Untold Stories

I’ve been thinking a lot about the post at Shakesville that I linked to last week. For those of you with short memories, the post was written anonymously by a birth mother who wanted to talk about the emotional complexities of adoption and abortion. Within 24 hours, the post had scads of comments from other birth mothers, adopted children, prospective adoptive parents, and others. I read through all of the comments, and something about the post and the responses to it really resonated in me.

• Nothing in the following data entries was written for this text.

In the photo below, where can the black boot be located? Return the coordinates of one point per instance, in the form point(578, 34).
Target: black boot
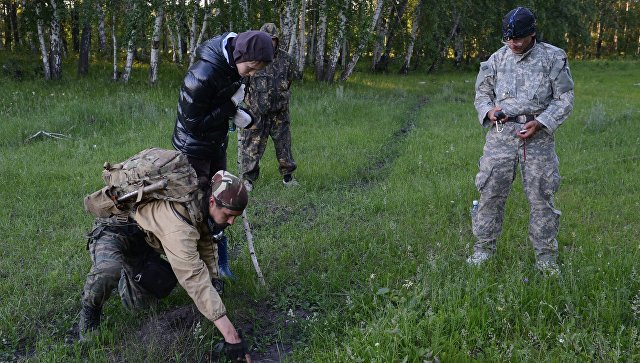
point(89, 321)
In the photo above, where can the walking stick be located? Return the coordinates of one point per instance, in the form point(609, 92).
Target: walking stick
point(245, 220)
point(252, 251)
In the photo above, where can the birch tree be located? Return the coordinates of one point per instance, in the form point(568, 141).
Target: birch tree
point(85, 42)
point(155, 42)
point(337, 40)
point(302, 41)
point(364, 39)
point(133, 10)
point(56, 44)
point(43, 45)
point(412, 39)
point(321, 31)
point(102, 34)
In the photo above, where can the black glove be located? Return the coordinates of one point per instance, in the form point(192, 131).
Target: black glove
point(233, 352)
point(243, 118)
point(228, 91)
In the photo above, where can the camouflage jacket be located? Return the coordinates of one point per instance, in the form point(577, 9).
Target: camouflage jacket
point(537, 82)
point(268, 89)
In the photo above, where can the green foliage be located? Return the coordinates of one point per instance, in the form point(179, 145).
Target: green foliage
point(365, 259)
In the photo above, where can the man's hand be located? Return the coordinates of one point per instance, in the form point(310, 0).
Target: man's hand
point(529, 129)
point(496, 114)
point(243, 118)
point(238, 97)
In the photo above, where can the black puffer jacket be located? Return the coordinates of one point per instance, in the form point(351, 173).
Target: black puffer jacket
point(204, 105)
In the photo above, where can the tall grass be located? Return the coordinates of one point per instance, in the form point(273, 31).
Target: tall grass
point(365, 259)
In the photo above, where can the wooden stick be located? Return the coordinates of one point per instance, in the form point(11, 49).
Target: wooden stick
point(252, 251)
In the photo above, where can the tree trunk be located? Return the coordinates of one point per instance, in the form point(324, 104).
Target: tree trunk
point(102, 34)
point(172, 40)
point(115, 47)
point(56, 57)
point(192, 33)
point(244, 23)
point(363, 42)
point(302, 41)
point(337, 40)
point(288, 27)
point(155, 44)
point(75, 29)
point(396, 23)
point(43, 45)
point(205, 20)
point(381, 34)
point(85, 45)
point(321, 39)
point(412, 40)
point(445, 44)
point(131, 45)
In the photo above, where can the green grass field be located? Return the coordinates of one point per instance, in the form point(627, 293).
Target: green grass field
point(365, 261)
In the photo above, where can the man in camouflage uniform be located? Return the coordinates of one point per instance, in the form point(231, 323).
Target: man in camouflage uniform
point(524, 92)
point(268, 99)
point(118, 245)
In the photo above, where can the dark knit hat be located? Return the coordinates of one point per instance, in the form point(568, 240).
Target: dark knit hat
point(270, 28)
point(518, 23)
point(253, 46)
point(229, 191)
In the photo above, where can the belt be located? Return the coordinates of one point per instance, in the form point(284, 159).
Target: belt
point(521, 119)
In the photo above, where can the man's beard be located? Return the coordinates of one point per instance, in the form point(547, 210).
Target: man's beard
point(216, 229)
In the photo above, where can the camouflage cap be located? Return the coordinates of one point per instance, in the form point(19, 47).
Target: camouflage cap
point(271, 29)
point(518, 23)
point(229, 191)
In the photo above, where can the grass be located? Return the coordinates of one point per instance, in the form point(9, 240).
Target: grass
point(365, 260)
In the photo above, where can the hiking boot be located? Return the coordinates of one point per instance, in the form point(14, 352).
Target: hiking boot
point(478, 258)
point(89, 321)
point(548, 268)
point(289, 181)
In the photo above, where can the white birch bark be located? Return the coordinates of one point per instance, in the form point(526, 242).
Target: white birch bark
point(128, 64)
point(172, 40)
point(244, 7)
point(363, 42)
point(192, 33)
point(102, 34)
point(321, 39)
point(335, 51)
point(205, 21)
point(381, 34)
point(56, 57)
point(115, 47)
point(412, 40)
point(155, 44)
point(43, 46)
point(302, 41)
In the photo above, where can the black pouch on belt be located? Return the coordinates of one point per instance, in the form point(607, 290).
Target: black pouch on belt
point(156, 276)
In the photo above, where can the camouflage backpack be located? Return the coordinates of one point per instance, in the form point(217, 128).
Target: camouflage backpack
point(151, 174)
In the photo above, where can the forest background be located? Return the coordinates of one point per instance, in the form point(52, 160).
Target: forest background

The issue that the post really highlighted was the fact that in all of the rhetoric about adoption and abortion, people never seem to talk about birth mothers. They also don’t think about them, and the post made me realize that I never really gave a thought to them, even though I read The Girls Who Went Away, which is a book all about the experience of birth mothers in the 1950s and 1960s.

Like many people, my response to being confronted with my own ignorance, or a gap in my logic, is usually to reject the information provided to me, convinced that other people may think like that, but this uncomfortable information or commentary doesn’t really apply to me. Strangely enough, that didn’t happen to me this time. I read through a wide array of comments and responses, and they filled me with the growing realization that there’s a whole side to this equation that I know absolutely nothing about, and that in fact I have kind of ignored because it raises uncomfortable issues about the practice of adoption and how we deal with children.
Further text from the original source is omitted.